Just yesterday, Lazard Capital Markets predicted that publisher Electronic Arts would have to cut staff and reduce its product offerings going forward. As it turns out, the analysts were right. EA today said it's expecting its net revenue and earnings per share for the full 2009 fiscal year to end up below the company's previously issued guidance.

 

EA put the blame mostly on "lower than expected sales across North America and Europe" and acknowledged disappointment in its holiday performance so far, but the publisher did not single out any specific games as underperformers. The company noted that it will "pursue cost saving initiatives including a reduction of its product portfolio for fiscal year 2010 with additional associated headcount reductions and facility consolidations" – meaning that layoffs and studio closures are likely.

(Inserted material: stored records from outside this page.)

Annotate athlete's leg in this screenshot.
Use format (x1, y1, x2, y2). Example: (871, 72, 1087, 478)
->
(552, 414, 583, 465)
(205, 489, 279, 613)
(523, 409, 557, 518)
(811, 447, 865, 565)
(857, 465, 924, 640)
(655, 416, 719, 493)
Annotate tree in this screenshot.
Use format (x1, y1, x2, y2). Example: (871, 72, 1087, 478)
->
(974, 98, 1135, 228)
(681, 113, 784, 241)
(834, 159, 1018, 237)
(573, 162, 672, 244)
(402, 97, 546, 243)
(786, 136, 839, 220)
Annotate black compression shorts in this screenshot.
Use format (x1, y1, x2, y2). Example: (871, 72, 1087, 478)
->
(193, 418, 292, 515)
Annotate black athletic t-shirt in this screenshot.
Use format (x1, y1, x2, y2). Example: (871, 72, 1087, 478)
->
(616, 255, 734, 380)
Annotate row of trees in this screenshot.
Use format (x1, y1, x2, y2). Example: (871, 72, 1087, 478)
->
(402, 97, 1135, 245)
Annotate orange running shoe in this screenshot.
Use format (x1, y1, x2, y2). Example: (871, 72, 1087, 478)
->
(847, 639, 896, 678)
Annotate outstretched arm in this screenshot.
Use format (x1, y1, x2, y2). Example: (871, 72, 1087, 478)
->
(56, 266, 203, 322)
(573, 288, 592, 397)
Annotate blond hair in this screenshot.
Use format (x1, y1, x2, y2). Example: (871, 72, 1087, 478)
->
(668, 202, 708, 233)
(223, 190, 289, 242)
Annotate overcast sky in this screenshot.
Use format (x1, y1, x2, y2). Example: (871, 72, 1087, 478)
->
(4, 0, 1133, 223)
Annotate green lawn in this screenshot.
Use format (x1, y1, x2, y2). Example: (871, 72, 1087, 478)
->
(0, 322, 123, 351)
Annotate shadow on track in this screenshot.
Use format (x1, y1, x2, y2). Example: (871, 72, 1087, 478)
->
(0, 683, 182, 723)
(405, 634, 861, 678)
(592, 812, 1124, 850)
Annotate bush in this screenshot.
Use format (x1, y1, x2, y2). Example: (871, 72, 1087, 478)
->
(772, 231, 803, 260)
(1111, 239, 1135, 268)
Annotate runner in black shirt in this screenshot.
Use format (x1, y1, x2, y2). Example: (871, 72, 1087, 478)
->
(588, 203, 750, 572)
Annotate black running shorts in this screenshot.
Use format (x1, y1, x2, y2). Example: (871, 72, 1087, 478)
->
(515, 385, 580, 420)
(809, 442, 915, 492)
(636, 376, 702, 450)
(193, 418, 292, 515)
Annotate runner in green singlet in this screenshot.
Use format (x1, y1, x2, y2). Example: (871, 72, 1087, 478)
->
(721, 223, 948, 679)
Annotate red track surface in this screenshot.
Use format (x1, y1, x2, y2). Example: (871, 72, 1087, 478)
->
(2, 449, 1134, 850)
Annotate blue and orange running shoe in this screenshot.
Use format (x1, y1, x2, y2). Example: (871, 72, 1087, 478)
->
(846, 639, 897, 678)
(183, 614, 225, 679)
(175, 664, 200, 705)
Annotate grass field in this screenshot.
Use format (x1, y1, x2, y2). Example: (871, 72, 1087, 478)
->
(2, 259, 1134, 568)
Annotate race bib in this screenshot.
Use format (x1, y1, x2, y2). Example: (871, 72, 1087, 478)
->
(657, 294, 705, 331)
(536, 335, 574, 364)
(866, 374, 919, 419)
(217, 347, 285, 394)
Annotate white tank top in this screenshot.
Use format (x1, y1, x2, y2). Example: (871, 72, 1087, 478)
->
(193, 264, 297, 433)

Some consolidation has already begun; the EA Casual group was recently merged into The Sims label. 

 

"While we saw significant improvement in the overall quality of our key products this year, we are disappointed that our holiday slate is not meeting our sales expectations," said John Riccitiello, EA's Chief Executive Officer. "Given this performance and the uncertain economic environment, we are taking steps to reduce our cost structure and improve the profitability of our business."

 

He added, "While we are cutting costs, we remain committed to investing in great game quality, in new properties and in our direct-to-consumer initiatives. We will be launching several new titles and online games in fiscal 2010."

 

EA recently cut around 600 employees this October as part of a "cost reduction plan," but apparently that plan was not enough.

 

Update: Following the announcement, EA held a conference call with investors to further discuss its plans and why the publisher thought sales for certain games failed to meet expectations. EA boss John Riccitiello commented, "Many times, what happens with new IP is the first edition doesn't generate the units that subsequent editions could generate. In this particular year, the consumer might have been more reticent to take risks than they might otherwise be, and it was a very crowded holiday."

 

Talking more specifically about the titles, he said, "We're very pleased with a lot of our new franchises this year. Spore... [looks like an] ongoing franchise, Dead Space looks like a long-term big winner for us... Warhammer will continue to perform very well. Mirror's Edge was very strongly reviewed... we'll be looking at some issues around the design to make sure that strong IP is married with strong business."

 

Riccitiello also pointed to retailer reorder habits, which have changed recently to fewer, more frequent orders. He said that these smaller inventory orders will "sharply reduce our December revenue."

 

It also seems like a number of gaming companies, including EA, are still coming to grips with the fact that the industry is now dominated by the Wii – a platform that is largely driven by first-party games, leaving less wiggle room for third parties. "We have a number of titles that are performing well on the Wii," Riccitiello said, citing MySims, Boom Blox and FIFA 09, "but there's no question that having the lead platform be a platform with two thirds of the unit sales occurring to the first-party owner is a really unusual thing. We haven't seen that since prior to the PlayStation 1. For those who sell... console games, that's a challenge and something we have to contend with."